Variables, Literals, Procs and Stats
This post by US PFE Susan Van Eyck goes through considerations when developing stored procedures using local variables and literals, and their effect on the query plan / performance.
I ran across a very interesting blog post by Kendra Little this week about the perils of troubleshooting – or developing – stored procedure using local variables.
I’ve often done this myself. You morph the CREATE statement into a DECLARE, plug in some values, then try to figure out why the query is misbehaving.
[sql]--CREATE PROC dbo.DoSomethingUseful
DECLARE @parm1 INT = 875,
@parm2 VARCHAR(10) = 'ABC'
-- Useful bits here
The problem here is that those local variables behave differently than either stored procedure parameters or literal values and you can end up with bad/wrong/misleading query plans because of it.
To demonstrate, consider these two very similar queries. Both will return 4 rows.
[sql]SELECT City FROM Person.Address WHERE StateProvinceID = 80;
DECLARE @StateProvinceID INT = 80;
SELECT City FROM Person.Address WHERE StateProvinceID = @StateProvinceID;[/sql]
Executing them with the options to Include Actual Query Plan and SET STATISTICS IO ON you find that the first one (using the literal value) has a very efficient query plan (Index Seek + Lookups) requiring only 10 logical reads, but the second (using the variable) is executed using an Index Scan at a cost of 216 logical reads. [Interestingly we’re scanning a nonclustered index because it happens to covers the query and saves us the higher cost (346 logical reads) of a clustered index scan.]
The first query is auto-parameterized (note the =@1 in the plan’s SQL text), but that doesn’t account for the difference. Adding another table to the query to increase up its complexity and prevent auto-parameterization, we get the same results. Rather, the difference is due to which statistics are being used, which is in turn determined by whether or not we’re using a local variable.

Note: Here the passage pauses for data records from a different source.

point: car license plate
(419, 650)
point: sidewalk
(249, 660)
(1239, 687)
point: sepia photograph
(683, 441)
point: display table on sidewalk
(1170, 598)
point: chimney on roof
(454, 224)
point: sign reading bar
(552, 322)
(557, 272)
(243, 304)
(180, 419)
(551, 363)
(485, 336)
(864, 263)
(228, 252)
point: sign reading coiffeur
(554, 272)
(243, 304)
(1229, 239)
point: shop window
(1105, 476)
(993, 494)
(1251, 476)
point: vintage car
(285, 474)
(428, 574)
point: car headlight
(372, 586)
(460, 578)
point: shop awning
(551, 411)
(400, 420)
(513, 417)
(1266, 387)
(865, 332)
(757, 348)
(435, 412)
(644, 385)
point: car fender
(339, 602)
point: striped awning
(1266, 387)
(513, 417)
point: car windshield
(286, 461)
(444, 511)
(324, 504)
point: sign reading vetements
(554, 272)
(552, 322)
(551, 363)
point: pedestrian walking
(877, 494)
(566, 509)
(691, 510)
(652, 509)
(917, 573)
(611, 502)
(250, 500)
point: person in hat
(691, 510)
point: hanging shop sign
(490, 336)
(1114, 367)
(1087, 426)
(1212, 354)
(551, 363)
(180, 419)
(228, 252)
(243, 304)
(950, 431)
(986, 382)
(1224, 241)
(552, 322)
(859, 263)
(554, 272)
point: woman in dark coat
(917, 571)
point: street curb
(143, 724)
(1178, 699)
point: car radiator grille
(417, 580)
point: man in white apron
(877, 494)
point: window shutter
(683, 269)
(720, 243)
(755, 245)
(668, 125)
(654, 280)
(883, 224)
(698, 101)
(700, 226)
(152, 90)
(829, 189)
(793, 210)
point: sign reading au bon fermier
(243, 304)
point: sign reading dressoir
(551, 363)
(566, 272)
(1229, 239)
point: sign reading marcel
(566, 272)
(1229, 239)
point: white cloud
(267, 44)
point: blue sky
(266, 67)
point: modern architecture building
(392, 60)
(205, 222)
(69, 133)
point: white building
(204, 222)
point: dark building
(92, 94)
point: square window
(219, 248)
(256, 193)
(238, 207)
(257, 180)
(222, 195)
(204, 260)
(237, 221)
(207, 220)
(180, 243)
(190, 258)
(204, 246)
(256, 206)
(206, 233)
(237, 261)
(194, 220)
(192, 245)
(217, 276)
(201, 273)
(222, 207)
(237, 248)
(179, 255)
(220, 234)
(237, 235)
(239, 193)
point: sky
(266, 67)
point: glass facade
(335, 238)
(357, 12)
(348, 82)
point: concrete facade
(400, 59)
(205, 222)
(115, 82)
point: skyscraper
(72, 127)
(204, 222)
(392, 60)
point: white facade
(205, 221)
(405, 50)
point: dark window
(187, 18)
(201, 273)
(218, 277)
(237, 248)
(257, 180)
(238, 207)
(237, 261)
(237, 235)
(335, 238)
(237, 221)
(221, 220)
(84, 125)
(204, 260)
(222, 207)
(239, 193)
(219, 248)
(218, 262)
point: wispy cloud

Looking at the Estimated Number of Rows for the two plans they’re very different – 4 and 265.
An Index Seek + Lookups is a good data access strategy when the Seek returns a relatively low number of rows and there’s an index supporting the Lookups. That’s the case with the first plan with its (very accurate) estimate of 4 rows and Lookups into the Clustered Index. But the Seek/Lookup pattern doesn’t scale well, and as row counts increase you hit a “tipping point” where it actually is cheaper to Scan the Clustered Index (or another index that covers the query). That’s what’s happened in the second plan – the estimated cost of 265 Lookups (530 logical reads because the index has a depth of 2) is much higher than that of scanning the covering index (216 logical reads).

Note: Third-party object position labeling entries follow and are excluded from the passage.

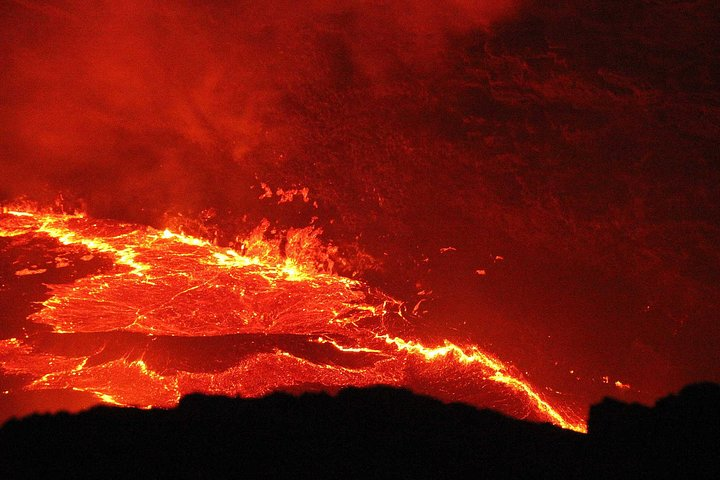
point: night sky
(567, 151)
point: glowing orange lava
(172, 314)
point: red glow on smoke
(536, 181)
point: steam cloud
(153, 105)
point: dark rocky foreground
(370, 433)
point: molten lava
(162, 314)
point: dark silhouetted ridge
(378, 432)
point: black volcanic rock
(364, 433)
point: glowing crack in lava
(164, 314)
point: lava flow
(140, 317)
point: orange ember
(167, 314)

So we have a rational explanation for the differing plans, but how did they come to have such different estimated row counts?
When evaluating query plans options the Optimizer checked the statistics associated with the index on StateProvinceId. There are two values in the statistics object that offer guidance on expected row counts. One is Density – a measure of the uniqueness of any single column value in the context of the entire table. If you multiply it by the number of rows in the table…
[sql]DBCC SHOW_STATISTICS ('Person.Address', IX_Address_StateProvinceID) WITH DENSITY_VECTOR;[/sql]
[sql]SELECT 0.01351351 * COUNT(*) FROM person.Address; /* 265.05398514 */[/sql]
…you get 265! Here’s another way to arrive at 265 that might make it clearer what that value represents:
[sql]SELECT COUNT( * ) / COUNT( DISTINCT StateProvinceID ) FROM Person.Address; /* 265 */[/sql]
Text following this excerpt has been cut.